I'm reading Learn you a Haskell, specifically the chapter about pattern matching. Here's the code presented in the tutorial for computing the length of a list:

length' :: (Num b) => [a] -> b  
length' [] = 0  
length' (_:xs) = 1 + length' xs

My question is, would inverting the order of recursion (by placing the base case bellow) show any significant performance increase?

length' :: (Num b) => [a] -> b
length' (_:xs) = 1 + length' xs
length' [] = 0
2

2 Answers

7
votes

Nope, this offers no performance increase whatsoever. In both cases the compiler has to evaluate the argument to it's WHNF to check whether it's the empty list or not.

Actually, it is pretty likely that this function will be rewritten during compilation an generate code entirely different from what you wrote (assuming you compiled with optimizations).

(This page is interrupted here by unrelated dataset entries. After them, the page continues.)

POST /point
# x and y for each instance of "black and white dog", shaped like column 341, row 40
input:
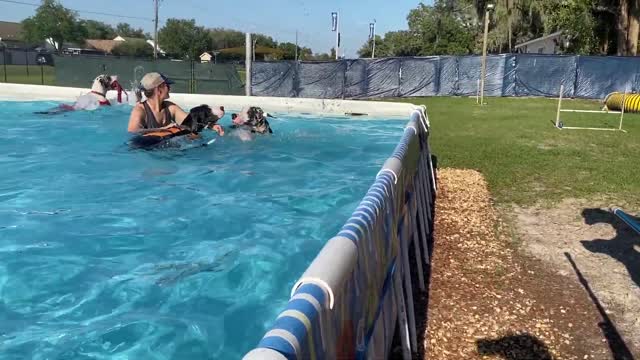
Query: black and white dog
column 253, row 119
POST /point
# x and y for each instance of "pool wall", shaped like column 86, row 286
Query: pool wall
column 368, row 109
column 347, row 303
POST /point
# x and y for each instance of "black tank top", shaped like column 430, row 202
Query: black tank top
column 150, row 121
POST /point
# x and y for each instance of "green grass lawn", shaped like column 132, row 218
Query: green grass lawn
column 18, row 74
column 525, row 159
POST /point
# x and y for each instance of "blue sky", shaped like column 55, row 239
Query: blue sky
column 277, row 18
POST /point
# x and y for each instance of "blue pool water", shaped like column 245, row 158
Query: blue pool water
column 107, row 253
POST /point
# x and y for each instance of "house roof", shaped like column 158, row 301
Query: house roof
column 260, row 50
column 550, row 36
column 10, row 30
column 125, row 38
column 103, row 45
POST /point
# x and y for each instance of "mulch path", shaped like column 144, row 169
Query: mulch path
column 486, row 300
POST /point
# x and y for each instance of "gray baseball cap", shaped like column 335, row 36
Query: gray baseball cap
column 152, row 80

Looking at the generated core (compiled without optimizations):

(letrec {
   f1_aLn [Occ=LoopBreaker] :: [Integer] -> Integer
   [LclId, Arity=1, Str=DmdType]
   f1_aLn =
     \ (ds_d1gX :: [Integer]) ->
       case ds_d1gX of _ [Occ=Dead] {
         [] -> fromInteger @ Integer GHC.Num.$fNumInteger 0;
         : ds1_d1h4 xs_at0 ->
           + @ Integer
             GHC.Num.$fNumInteger
             (fromInteger @ Integer GHC.Num.$fNumInteger 1)
             (f1_aLn xs_at0)
       }; } in
f1_aLn (enumFromTo @ Integer GHC.Enum.$fEnumInteger 1 100))

(letrec {
   f2_aBk [Occ=LoopBreaker] :: [Integer] -> Integer
   [LclId, Arity=1, Str=DmdType]
   f2_aBk =
     \ (ds_d1gP :: [Integer]) ->
       case ds_d1gP of _ [Occ=Dead] {
         [] -> fromInteger @ Integer GHC.Num.$fNumInteger 0;
         : ds1_d1gW xs_aBh ->
           + @ Integer
             GHC.Num.$fNumInteger
             (fromInteger @ Integer GHC.Num.$fNumInteger 1)
             (f2_aBk xs_aBh)
       }; } in
f2_aBk (enumFromTo @ Integer GHC.Enum.$fEnumInteger 1 100))

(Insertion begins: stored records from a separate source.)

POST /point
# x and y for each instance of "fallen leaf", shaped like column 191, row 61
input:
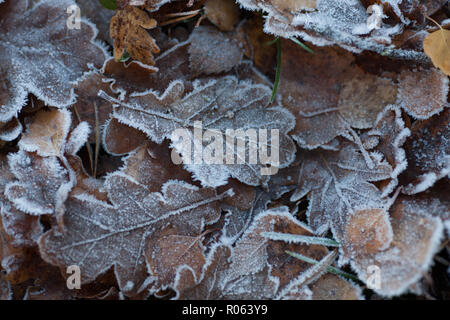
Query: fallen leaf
column 128, row 30
column 222, row 13
column 427, row 152
column 437, row 46
column 31, row 41
column 93, row 227
column 220, row 104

We can see that the compiler generates equivalent statements. Just fyi, this was the code:

main = do
         print $ f1 [1..100]
         print $ f2 [1..100]

f1 [] = 0
f1 (_:xs) = 1 + f1 xs
f2 (_:xs) = 1 + f2 xs
f2 [] = 0

compiled with ghc -ddump-simpl file.hs

3
votes

With only two cases, the order doesn't matter all. With three cases, the order won't affect performance, but it may simplify the code. For example, say you have a function that does roughly the same thing for an empty or singleton list, but recurses on a list that has 2 or more items. You could write your patterns simplest to most complex:

foo [] = []
foo [x] = [x]
foo (x:y:rest) = x+y : foo (y:rest)

or, you could reduce this to two cases by handling the more complex one first:

foo (x:y:rest) = x+y : foo (y:rest)
foo short = short

since foo = id for both of the short cases.